The cheese is allowed to rest on wooden tables where the outside of the cheese dries forming a natural crust without being treated in any way and therefore remaining perfectly edible.

The story of Parmigiano Reggiano is a long one, and also slow, following at the natural rhythm of the seasons.

In fact, the minimum maturation time is twelve months, and only at this point can it be decided if each individual cheese is worthy of the name it was given at its birth.


The experts of the Consortium examine each cheese one by one.

After the Control Body’s inspection, a mark is fire-branded onto the individual cheeses which meet the requirements of the Protected Designation of Origin.

All identifying marks and the dotted inscriptions are removed from any cheeses which do not meet the PDO requirements.

It is one of the most crucial moments for the cheese makers and also one of the most important for the consumers: the moment of selection and the granting of a certificate of absolute guarantee for the product.

The cheeses which are sent for sale to the consumer as fresh (a term which may sound curious for a product which has been maturing for a year) will have parallel lines engraved on them which render them immediately recognisable by the consumer.
This is the second class of Parmigiano Reggiano called “mezzano”.

When the cheese has matured for 18 months, the mark “Extra” or “Export” can be added. A system of coloured seals help the consumer identify the level of maturation of the pre-packaged products available in retailers.


A red seal identifies the Parmigiano Reggiano which has been matured for over 18 months.
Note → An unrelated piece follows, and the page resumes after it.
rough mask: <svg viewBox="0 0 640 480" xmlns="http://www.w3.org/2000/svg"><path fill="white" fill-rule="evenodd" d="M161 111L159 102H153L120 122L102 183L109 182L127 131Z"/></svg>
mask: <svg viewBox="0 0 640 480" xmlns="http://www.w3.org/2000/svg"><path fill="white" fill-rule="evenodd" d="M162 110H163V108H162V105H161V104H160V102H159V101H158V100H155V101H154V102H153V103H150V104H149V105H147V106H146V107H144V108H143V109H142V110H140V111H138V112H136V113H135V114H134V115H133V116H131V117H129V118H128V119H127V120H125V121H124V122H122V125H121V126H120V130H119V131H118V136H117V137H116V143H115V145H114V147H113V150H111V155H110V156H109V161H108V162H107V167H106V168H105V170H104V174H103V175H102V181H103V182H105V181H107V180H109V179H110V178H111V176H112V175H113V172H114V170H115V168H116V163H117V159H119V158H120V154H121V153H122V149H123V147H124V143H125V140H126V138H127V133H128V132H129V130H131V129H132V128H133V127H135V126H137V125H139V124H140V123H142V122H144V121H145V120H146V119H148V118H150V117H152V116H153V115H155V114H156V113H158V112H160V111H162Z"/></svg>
This product has a rather strong milk flavour, with aromatic notes such as herbs, flowers and fruits which make it ideal for snacks and aperitifs.

A silver seal identifies cheese which has been matured for over 22 months, with decidedly stronger aromas. In these cheeses the notes of fresh and citrus fruit can be tasted, along with a hint of nuts.

Finally, a gold seal identifies a cheese which has been matured for over 30 months and has the most distinctive flavour and complex aromas, with a higher nutritional element concentrated over its long maturation.


During maturation, Parmigiano Reggiano gains its typical granular structure, and when cut it into slivers, it becomes crumbly and soluble.

Delicious, easy to digest and with a host of nutritional benefits, Parmigiano Reggiano always exceeds expectations.

The unique taste of a product made without additives, with its concentration of proteins, vitamins, calcium and mineral salts make it perfect for all ages and for all situations, a ready source of useful energy for everyone.

Loved and Protected

Parmigiano Reggiano has been guaranteed for over seventy years by the Consortium and, above all, has been loved for over nine centuries for its excellent and inimitable flavour.

An unmistakable and unique product for its aroma and taste, the craft of its production, its extraordinary journey through a landscape of rivers, plains and hills, and its unparalleled balance of knowledge, man’s passion and nature’s bounty.

And in journeys like this, the best part is certainly the return trip: encountering a taste which brings back memories of the passion and the marvels encountered along the way.